Na szlak wokół Wigier mieliśmy ochotę od kiedy zimą trafiliśmy pod klasztor w Wigrach. Mniej więcej 42 km pętla wokół przepięknego jeziora, lasów, pagórków, pól i jeszcze kilku mniejszych jezior. Esencja Suwalszczyzny.
Małopolska może mieć swoje asfalty, równe jak stół trasy, ale esencją wakacji jest szukanie ochłody w jeziorze. Dlatego letnie dni i tak polecamy wam spędzić właśnie z rowerem nad Wigrami.
Sprawdź jak przebiega trasa, gdzie warto zrobić postój i czego można się spodziewać po zielonym szlaku rowerowym wokół Wigier.
Przeczytaj też
Pętla wokół Wigier – zielony szlak rowerowy
To był pierwszy od lat wyjazd, który zdecydowaliśmy się pokonać od początku do końca wzdłuż szlaku, bez zbaczania w bok, szukania dodatkowych atrakcji. Pętla wokół Wigier to była nasza randka – zostawiliśmy młodego dziadkom i na kilka godzin mogliśmy poczuć się znowu jak sakwiarze.
Szlak wokół Wigier nadawał się do tego doskonale. Jest świetnie oznakowany, nie ma tu ani jednego momentu, w którym zastanawialibyśmy się, w którą stronę skręcić. Jeśli więc niespecjalnie lubicie gapić się na mapy, to ta trasa jest dla was.
Dla mnie (Justyna) był to jednocześnie plus i minus.
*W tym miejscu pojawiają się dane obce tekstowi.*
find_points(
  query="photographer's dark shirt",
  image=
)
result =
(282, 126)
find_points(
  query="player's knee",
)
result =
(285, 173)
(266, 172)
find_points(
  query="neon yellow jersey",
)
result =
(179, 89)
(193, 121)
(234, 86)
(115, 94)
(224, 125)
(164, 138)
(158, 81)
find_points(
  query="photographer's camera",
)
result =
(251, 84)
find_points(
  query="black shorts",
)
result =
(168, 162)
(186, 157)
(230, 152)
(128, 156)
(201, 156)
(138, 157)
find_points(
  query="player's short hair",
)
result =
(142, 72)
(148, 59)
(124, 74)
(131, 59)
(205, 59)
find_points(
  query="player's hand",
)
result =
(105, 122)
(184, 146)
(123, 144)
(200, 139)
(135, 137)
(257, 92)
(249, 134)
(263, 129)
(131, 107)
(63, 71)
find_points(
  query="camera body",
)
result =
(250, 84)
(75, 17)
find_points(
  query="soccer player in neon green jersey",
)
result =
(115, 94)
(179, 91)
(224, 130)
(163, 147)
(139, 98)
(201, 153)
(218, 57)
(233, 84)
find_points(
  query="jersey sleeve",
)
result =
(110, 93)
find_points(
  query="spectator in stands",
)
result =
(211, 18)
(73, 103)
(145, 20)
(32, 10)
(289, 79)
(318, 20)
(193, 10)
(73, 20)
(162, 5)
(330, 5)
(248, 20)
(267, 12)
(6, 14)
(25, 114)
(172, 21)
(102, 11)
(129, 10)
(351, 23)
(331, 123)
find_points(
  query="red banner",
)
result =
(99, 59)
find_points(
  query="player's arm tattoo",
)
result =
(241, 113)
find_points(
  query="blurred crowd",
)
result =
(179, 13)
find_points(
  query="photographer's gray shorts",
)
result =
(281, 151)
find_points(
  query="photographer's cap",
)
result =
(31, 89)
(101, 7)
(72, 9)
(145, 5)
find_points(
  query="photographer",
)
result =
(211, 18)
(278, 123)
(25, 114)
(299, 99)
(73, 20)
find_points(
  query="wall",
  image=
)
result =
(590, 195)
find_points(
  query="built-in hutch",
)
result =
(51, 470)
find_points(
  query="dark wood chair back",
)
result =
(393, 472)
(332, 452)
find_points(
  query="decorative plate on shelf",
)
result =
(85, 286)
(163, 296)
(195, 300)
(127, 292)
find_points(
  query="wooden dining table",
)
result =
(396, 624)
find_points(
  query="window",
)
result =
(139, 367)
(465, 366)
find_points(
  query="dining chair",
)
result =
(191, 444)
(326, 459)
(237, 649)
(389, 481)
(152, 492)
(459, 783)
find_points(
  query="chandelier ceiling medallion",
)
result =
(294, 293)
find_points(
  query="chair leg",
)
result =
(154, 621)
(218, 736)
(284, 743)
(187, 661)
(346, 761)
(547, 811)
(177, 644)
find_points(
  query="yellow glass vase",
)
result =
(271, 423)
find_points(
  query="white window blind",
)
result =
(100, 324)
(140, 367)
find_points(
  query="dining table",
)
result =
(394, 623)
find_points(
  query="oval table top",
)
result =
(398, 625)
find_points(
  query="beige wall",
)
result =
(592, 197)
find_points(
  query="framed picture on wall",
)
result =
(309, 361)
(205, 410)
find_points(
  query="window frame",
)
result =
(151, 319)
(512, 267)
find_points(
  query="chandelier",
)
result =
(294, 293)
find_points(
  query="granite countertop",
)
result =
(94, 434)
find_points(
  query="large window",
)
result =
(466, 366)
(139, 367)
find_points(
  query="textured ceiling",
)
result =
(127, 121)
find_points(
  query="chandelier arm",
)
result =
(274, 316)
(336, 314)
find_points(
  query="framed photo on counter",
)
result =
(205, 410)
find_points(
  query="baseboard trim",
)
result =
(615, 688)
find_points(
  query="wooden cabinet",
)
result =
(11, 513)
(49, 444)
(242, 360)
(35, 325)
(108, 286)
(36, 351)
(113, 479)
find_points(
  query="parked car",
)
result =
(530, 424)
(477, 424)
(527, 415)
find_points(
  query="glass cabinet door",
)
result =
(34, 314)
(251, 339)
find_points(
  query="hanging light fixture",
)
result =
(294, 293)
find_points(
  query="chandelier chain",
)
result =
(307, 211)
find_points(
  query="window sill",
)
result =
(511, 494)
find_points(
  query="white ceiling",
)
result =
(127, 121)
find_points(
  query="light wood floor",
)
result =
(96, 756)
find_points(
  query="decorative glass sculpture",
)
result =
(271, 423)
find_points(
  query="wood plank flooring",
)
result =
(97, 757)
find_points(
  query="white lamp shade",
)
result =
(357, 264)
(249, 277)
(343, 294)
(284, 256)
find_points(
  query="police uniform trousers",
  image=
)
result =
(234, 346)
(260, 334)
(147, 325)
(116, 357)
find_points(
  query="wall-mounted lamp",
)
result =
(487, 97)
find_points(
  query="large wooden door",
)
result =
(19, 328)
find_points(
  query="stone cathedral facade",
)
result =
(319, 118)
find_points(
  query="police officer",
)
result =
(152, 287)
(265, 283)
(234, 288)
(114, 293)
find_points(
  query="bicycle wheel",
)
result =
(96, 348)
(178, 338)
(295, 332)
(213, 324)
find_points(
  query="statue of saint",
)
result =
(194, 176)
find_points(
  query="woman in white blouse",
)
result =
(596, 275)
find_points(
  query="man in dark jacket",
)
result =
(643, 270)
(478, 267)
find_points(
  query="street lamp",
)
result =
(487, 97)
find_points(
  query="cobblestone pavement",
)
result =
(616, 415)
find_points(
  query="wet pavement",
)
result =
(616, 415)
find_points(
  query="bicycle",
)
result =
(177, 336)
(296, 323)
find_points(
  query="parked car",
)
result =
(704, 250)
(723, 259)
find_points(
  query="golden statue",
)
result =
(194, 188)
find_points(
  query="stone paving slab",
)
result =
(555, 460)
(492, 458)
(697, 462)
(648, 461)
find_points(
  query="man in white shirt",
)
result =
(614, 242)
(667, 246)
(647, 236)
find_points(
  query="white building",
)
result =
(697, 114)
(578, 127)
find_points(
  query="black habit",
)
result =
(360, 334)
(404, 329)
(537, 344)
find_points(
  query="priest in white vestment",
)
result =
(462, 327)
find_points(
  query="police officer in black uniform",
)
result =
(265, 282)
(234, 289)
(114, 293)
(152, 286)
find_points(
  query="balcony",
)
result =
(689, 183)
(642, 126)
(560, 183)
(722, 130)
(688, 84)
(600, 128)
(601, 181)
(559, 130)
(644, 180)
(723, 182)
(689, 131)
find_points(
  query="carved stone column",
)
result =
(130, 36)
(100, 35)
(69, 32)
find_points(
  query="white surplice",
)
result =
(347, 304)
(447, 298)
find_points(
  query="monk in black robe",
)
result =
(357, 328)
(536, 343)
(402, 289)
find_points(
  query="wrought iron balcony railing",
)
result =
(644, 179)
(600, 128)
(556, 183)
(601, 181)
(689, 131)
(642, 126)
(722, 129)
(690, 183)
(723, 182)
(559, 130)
Zwykle przygotowuję się do tego typu wyjazdów na długo przed, oglądam mapę, zaznaczam na niej ciekawe miejsca. Kiedy więc jestem już na trasie, jestem w stanie bez problemu orientować się w terenie, wiem co czeka nas po drodze i co najważniejsze, więcej z takiej trasy zapamiętuje – nazw jezior, miejscowości, rezerwatów. Jadąc jak po sznurku po szlaku nie ma potrzeby patrzeć na mapę więc i bardzo dużo z tej topografii mi umyka.
Czego spodziewać się na zielonym szlaku
Długość szlaku wokół Wigier to mniej więcej 42 km. Dokładny jego przebieg znajdziecie na mapie Green Velo.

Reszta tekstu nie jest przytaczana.